Perspective Projection¶
Perspective projection makes distant objects appear smaller: x’ = f·x/z, y’ = f·y/z
where f is the focal length. The division by z is non-linear — it cannot be represented as a standard matrix multiplication.
However, using homogeneous coordinates: P_proj = [[f,0,0,0],[0,f,0,0],[0,0,1,1],[0,0,0,0]] · [x,y,z,1]ᵀ = [fx,fy,z,z]
Then divide by the w component (z) to get normalized coords: (fx/z, fy/z, 1).

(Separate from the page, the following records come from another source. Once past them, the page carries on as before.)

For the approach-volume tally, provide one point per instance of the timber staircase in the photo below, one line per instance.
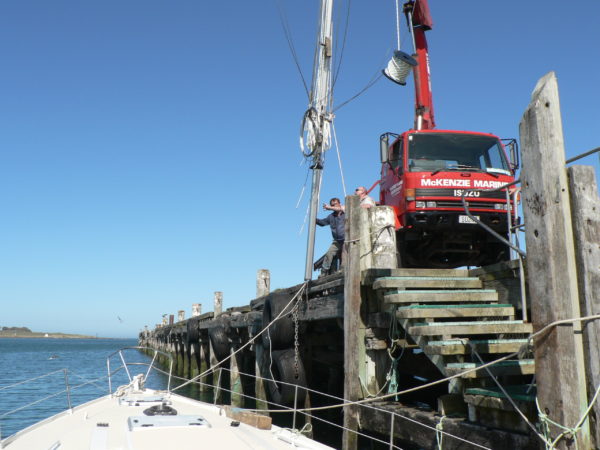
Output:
(458, 324)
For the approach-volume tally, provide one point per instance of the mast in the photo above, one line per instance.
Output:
(317, 121)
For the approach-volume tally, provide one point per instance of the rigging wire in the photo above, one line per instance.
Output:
(337, 149)
(370, 84)
(398, 23)
(337, 71)
(288, 35)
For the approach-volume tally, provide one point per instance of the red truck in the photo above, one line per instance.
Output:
(426, 173)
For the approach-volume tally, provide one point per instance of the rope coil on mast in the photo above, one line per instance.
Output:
(399, 67)
(317, 128)
(401, 64)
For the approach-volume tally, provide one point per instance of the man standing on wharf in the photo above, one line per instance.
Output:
(337, 221)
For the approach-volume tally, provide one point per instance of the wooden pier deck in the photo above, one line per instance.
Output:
(407, 353)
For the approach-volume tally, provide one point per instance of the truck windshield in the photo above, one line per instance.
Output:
(429, 152)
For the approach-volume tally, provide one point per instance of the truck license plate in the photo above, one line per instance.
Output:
(466, 219)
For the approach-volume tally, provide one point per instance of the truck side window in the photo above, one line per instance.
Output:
(396, 155)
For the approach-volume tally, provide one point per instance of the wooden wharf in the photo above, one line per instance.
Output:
(372, 329)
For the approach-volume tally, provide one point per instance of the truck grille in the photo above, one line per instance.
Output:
(458, 204)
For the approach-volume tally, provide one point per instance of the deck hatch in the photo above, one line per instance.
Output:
(137, 423)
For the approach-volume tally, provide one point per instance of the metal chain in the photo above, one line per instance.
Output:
(296, 340)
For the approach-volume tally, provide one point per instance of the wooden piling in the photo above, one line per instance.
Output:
(353, 338)
(585, 213)
(552, 277)
(263, 283)
(196, 309)
(263, 288)
(383, 237)
(237, 389)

Orthographic projection (no perspective): simply drop z. P_ortho = [[1,0,0],[0,1,0]] · [x,y,z]ᵀ = [x,y]
# --- Projection and rendering ---
import numpy as np
import matplotlib.pyplot as plt
plt.style.use('seaborn-v0_8-whitegrid')
def perspective_project(pts3d, f=2.0):
"""Project (N,3) points to (N,2) using perspective: x' = f*x/z, y' = f*y/z."""

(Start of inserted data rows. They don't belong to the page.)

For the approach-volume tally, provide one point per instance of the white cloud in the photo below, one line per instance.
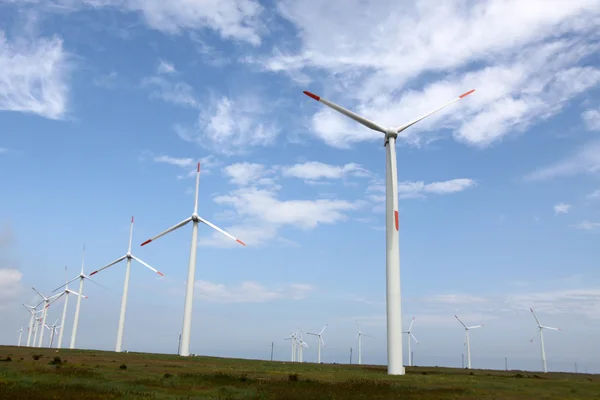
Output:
(249, 292)
(10, 285)
(585, 160)
(312, 171)
(232, 19)
(33, 76)
(592, 119)
(179, 93)
(229, 126)
(587, 225)
(594, 195)
(415, 189)
(513, 52)
(245, 173)
(165, 67)
(562, 208)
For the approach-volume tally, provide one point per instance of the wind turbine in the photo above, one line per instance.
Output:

pts = np.asarray(pts3d, dtype=float)
z = pts[:,2]
x2d = f * pts[:,0] / z
y2d = f * pts[:,1] / z
return np.column_stack([x2d, y2d])
def rotate_y(pts, theta):
c, s = np.cos(theta), np.sin(theta)
R = np.array([[c,0,s],[0,1,0],[-s,0,c]])
return (R @ pts.T).T
# 3D cube vertices and edges
v = np.array([[-1,-1,-1],[-1,-1,1],[-1,1,-1],[-1,1,1],
[1,-1,-1],[1,-1,1],[1,1,-1],[1,1,1]], dtype=float)
edges = [(0,1),(0,2),(0,4),(1,3),(1,5),(2,3),(2,6),(3,7),(4,5),(4,6),(5,7),(6,7)]

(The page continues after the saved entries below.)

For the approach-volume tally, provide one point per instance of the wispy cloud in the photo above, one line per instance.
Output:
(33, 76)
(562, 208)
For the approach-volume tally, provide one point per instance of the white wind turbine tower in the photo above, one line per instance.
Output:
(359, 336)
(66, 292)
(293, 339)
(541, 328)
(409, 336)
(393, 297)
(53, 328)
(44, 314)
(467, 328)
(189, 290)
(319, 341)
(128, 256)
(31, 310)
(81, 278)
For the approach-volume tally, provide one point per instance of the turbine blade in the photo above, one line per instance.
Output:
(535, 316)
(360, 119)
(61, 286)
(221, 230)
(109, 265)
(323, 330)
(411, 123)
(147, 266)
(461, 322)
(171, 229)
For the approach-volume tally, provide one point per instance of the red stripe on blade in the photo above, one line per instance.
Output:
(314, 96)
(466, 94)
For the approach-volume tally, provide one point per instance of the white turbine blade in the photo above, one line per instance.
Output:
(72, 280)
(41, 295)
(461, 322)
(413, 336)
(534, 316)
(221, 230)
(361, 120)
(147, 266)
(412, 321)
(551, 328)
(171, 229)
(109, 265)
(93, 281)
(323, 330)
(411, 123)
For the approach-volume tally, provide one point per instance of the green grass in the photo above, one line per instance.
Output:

v_scene = v + np.array([0,0,5]) # move cube 5 units in front
fig, axes = plt.subplots(1,3,figsize=(14,4))
for ax, angle in zip(axes, [0, 25, 50]):
v_rot = rotate_y(v_scene, np.radians(angle))
projected = perspective_project(v_rot, f=3)
for i,j in edges:
ax.plot([projected[i,0],projected[j,0]],[projected[i,1],projected[j,1]],'steelblue',lw=2)
ax.set_aspect('equal'); ax.set_xlim(-2,2); ax.set_ylim(-2,2)
ax.set_title(f'Perspective projection (rotation={angle}°)')
ax.set_xlabel('x screen'); ax.set_ylabel('y screen')
plt.suptitle('3D Cube → 2D Screen via Perspective Projection', fontsize=12, fontweight='bold')
plt.tight_layout(); plt.show()
Rasterization¶
# --- Triangle rasterization ---
import numpy as np
import matplotlib.pyplot as plt
def rasterize_triangle(v0, v1, v2, width=200, height=200):
"""Fill a triangle using barycentric coordinates."""
canvas = np.zeros((height, width, 3))
xmin = max(0, int(min(v0[0],v1[0],v2[0])))
xmax = min(width-1, int(max(v0[0],v1[0],v2[0]))+1)
ymin = max(0, int(min(v0[1],v1[1],v2[1])))
ymax = min(height-1, int(max(v0[1],v1[1],v2[1]))+1)
def edge_fn(a,b,p):
return (p[0]-a[0])*(b[1]-a[1]) - (p[1]-a[1])*(b[0]-a[0])
area = edge_fn(v0,v1,v2)
for y in range(ymin, ymax):
for x in range(xmin, xmax):
p = (x+0.5, y+0.5)
w0 = edge_fn(v1,v2,p)/area
w1 = edge_fn(v2,v0,p)/area
w2 = edge_fn(v0,v1,p)/area
if w0>=0 and w1>=0 and w2>=0:
# Color = barycentric interpolation of vertex colors
canvas[y,x] = w0*np.array([1,0,0]) + w1*np.array([0,1,0]) + w2*np.array([0,0,1])
return canvas
canvas = rasterize_triangle((20,20),(160,40),(90,170))
fig, ax = plt.subplots(figsize=(5,5))
ax.imshow(canvas, origin='lower'); ax.set_title('Rasterized Triangle (Color = barycentric interpolation)')
ax.axis('off'); plt.tight_layout(); plt.show()
Summary¶
Graphics pipeline: 5 matrix transforms per vertex: model→world→camera→clip→screen
Perspective: x’=f·x/z — cannot be linear, needs homogeneous coordinate trick
Rasterization: for each pixel, test if inside triangle using edge functions
Barycentric coordinates (w₀,w₁,w₂) interpolate any per-vertex attribute
Forward: ch164 (Linear Transformations) formalizes the matrix pipeline; ch177 (Word Embeddings) uses similar projection ideas for dimensionality reduction.